I remember the day I signed with the Titans. Troy called me and we talked for two-to-three hours. We both cried…he was happy for me but at the same time, it was over. We were just starting too. I look at Earl Thomas and Chancellor in Seattle – the run they had. That was us. Me, Troy, Ike…Then I left. They won a Super Bowl and went to another one. I had a great career with the Titans, but I will always wonder what would have happened had I stayed. How much would we have won? The pain of that call was like a death in the family…
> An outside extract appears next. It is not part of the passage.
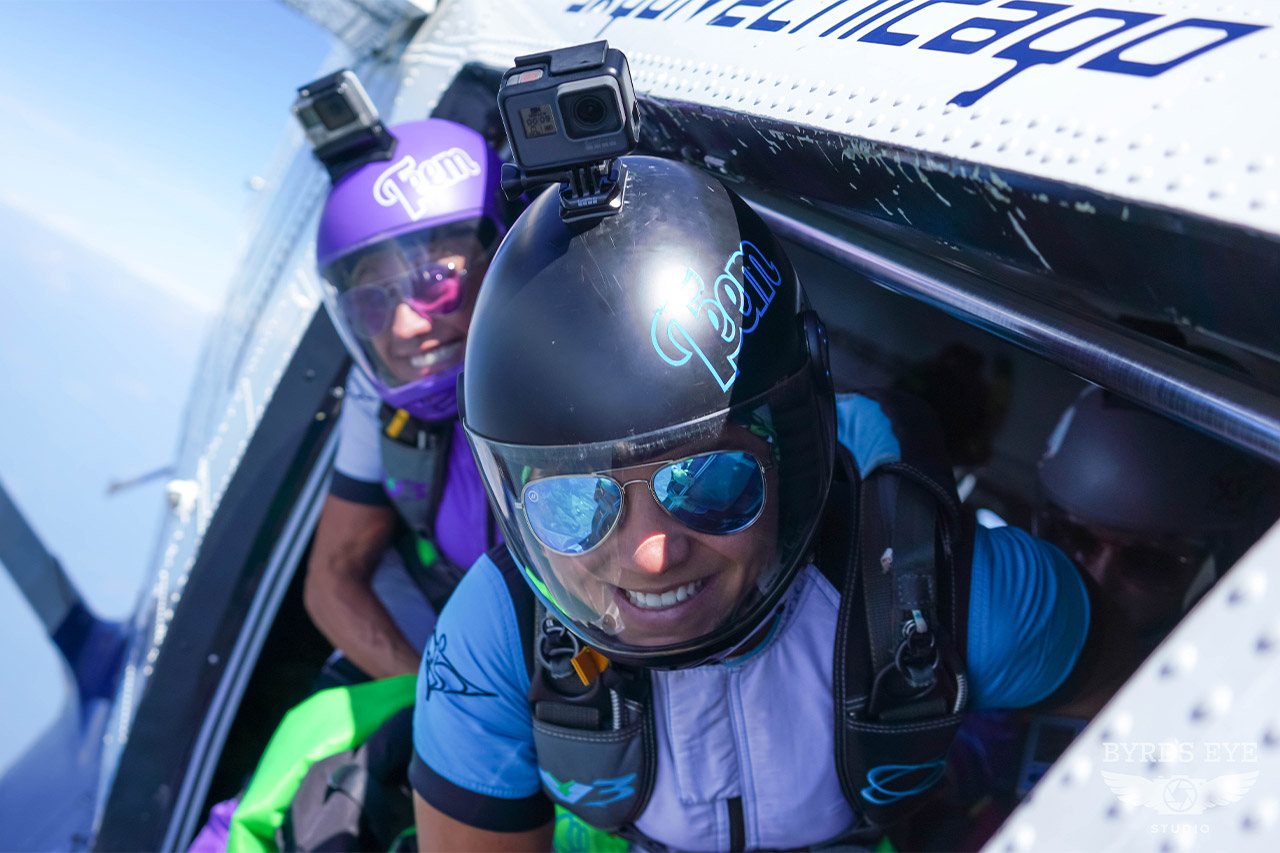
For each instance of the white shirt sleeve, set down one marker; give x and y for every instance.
(359, 452)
That’s how tough it was. I still think about the night we won the Super Bowl. The confetti coming down and hugging each other and giving each other high fives. Me, Desha, and Ike all took a picture of ourselves together in the locker room. And I remember getting on the bus afterwards to the hotel and wondering what happens now. It was my first time as a free agent and I was wondering if that was my last game in black and gold? It was on my mind.
I can honestly tell you. On that team with those guys, it was a brotherhood. We were unselfish – it was about winning. We had a genuine love for the game of football. I never had that to that level – not even with the guys I grew up with and played with in high school. We can still not see each other for five-to-six months, but when we get together, it’s like we never left.